Batteries contain a number of hazardous chemicals, including cadmium, mercury and lead. It is important that batteries are collected and treated properly so that these chemicals do not leak into the natural environment, where they will pose a health risk to humans and wildlife.
Many batteries can be recycled, which means that the valuable materials that have been used to make them can be made into new batteries. This also saves energy, helping to cut carbon emissions.
Haringey residents have an increasing number of options for disposing of batteries safely.
More information on each of these is given below.
There is a Reuse and Recycling Centre in Haringey, which has collection points for household and car batteries. The Centre is located at:
- Western Road, Wood Green, N22 6UG
The Centre is open 8.30am to 4pm Monday to Friday, and 9am to 4pm at weekends (closed Christmas Day, Boxing Day, New Year's Day and Good Friday).
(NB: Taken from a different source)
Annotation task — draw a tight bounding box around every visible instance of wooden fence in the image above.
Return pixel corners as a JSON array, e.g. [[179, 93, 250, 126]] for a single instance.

- For more information please visit the Reuse and Recycling Centre page
Recolight is working in partnership with Sainsbury's to provide special recycling banks for energy-saving lightbulbs and household batteries, and one of these is located in Harringay ward in the south of the borough:
- Sainsbury's - Harringay Superstore
The Recolight recycling bank is at the side of the car park outside the front of the store, opposite the W5 bus stop.
For more information please visit the Recolight website (external link).
Since 1 February 2010, retailers selling more than 32kg of portable batteries each year have been required to take back used batteries from residents, under the Batteries Directive. This requirement extends to single-use and rechargeable batteries, and also includes removable batteries from electronic equipment like mobile telephones and cameras.
Stores that offer this service are being encouraged by Defra (Department for Environment, Food and Rural Affairs) to display a 'Be Positive' sticker or poster in their window, so look out for the image on the right.
All the major supermarkets, electrical retailers and DIY stores should provide this service in their larger stores.
For more information about the Batteries Directive and what retailers are required to do, please visit the GOV.UK website (external link).
The Batteries Directive applies to portable batteries. The following information may be useful to understand the types of batteries that this covers.
Portable batteries range from AAA cells, through mobile phone batteries, to button cells used in hearing aids and watches. If a battery is available for purchase by the general public or businesses, then it is likely to be portable unless it is too big to be hand-carried or is clearly an automotive or industrial battery.
Other products that use portable batteries include portable cameras, laptops, cordless power tools, toys and household appliances such as electric toothbrushes, razors and hand-held vacuum cleaners. Portable batteries can be of mixed sizes and chemistries (e.g. alkaline, lithium, nickel cadmium, nickel metal hydride, etc).
An industrial battery is any battery designed for exclusively industrial or professional uses or used in any type of electric vehicle. An automotive battery is any battery used for automotive starter, lighting or ignition power.